Mood swings – The flood of hormones in early pregnancy can make you unusually emotional and weepy. This is common in the first trimester.
Fainting and dizziness – This is very common and is usually the result of circulatory changes as your blood vessels dilate and your blood pressure drops. In early pregnancy it can also be triggered by low blood sugar or lack of iron.
Tender, swollen breasts or nipples – A common indicator to pregnancy is the way your breasts feel. They may feel tender, tingly, or sore, and even fuller and heavier. These changes are often most dramatic when you are pregnant for the first time.
Fatigue – Many women feel wiped out during pregnancy, especially in the early stages. Your body is working hard during the first few weeks, pumping out hormones and producing more blood to carry nutrients to your baby. To accommodate this blood flow, your heart pumps harder and faster. Also, progestereone is a natural central nervous system depressant, so high levels of this hormone can make you sleepy.
Slight bleeding or cramping – Some women experience a small amount of spotting or bleeding very early in pregnancy. Known as implantation bleeding, it happens when the fertilised egg first attaches to the lining of the uterus. This bleeding is usually spottier and lighter in colour than a usual period and doesn't last long.

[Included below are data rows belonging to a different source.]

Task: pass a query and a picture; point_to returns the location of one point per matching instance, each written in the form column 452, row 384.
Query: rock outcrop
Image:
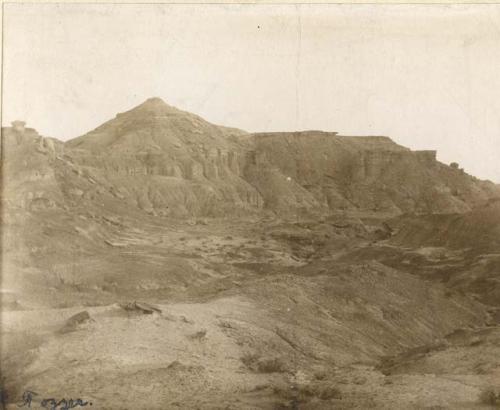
column 168, row 162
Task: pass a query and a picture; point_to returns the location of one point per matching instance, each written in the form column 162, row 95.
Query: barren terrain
column 162, row 262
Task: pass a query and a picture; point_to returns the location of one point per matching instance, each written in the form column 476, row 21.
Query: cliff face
column 168, row 162
column 328, row 171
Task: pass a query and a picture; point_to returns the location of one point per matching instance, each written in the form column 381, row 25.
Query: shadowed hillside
column 163, row 259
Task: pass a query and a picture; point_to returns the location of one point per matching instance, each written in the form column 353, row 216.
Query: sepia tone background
column 425, row 75
column 156, row 257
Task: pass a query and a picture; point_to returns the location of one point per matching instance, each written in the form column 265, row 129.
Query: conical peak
column 154, row 101
column 155, row 106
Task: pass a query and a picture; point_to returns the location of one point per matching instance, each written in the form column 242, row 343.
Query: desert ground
column 162, row 262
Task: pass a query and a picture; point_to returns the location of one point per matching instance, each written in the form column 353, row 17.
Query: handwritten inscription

Backaches – Although common throughout pregnancy, hormones in the first few weeks can soften the ligaments, causing lower back aches and pains.
Darkening of aerolas and linea negra.
If you are pregnant, you might notice the skin around your nipples, the aerolas, getting darker. You might also notice the pale line that runs from your public bone up your stomach becomes a pale, coffee colour, later turning a dark brown. This is called the linea negra. It may pale after birth, but never completely disappears.
These symptoms are only a rough guide, but if you do relate to one or more of the above, there are two options. A test, whether it be shop-bought or done at your doctor's surgery can tell you for sure if you are expecting. Alternatively, if you would rather wait and see if the symptoms pass, as you feel they might be related to something else, this is also your choice.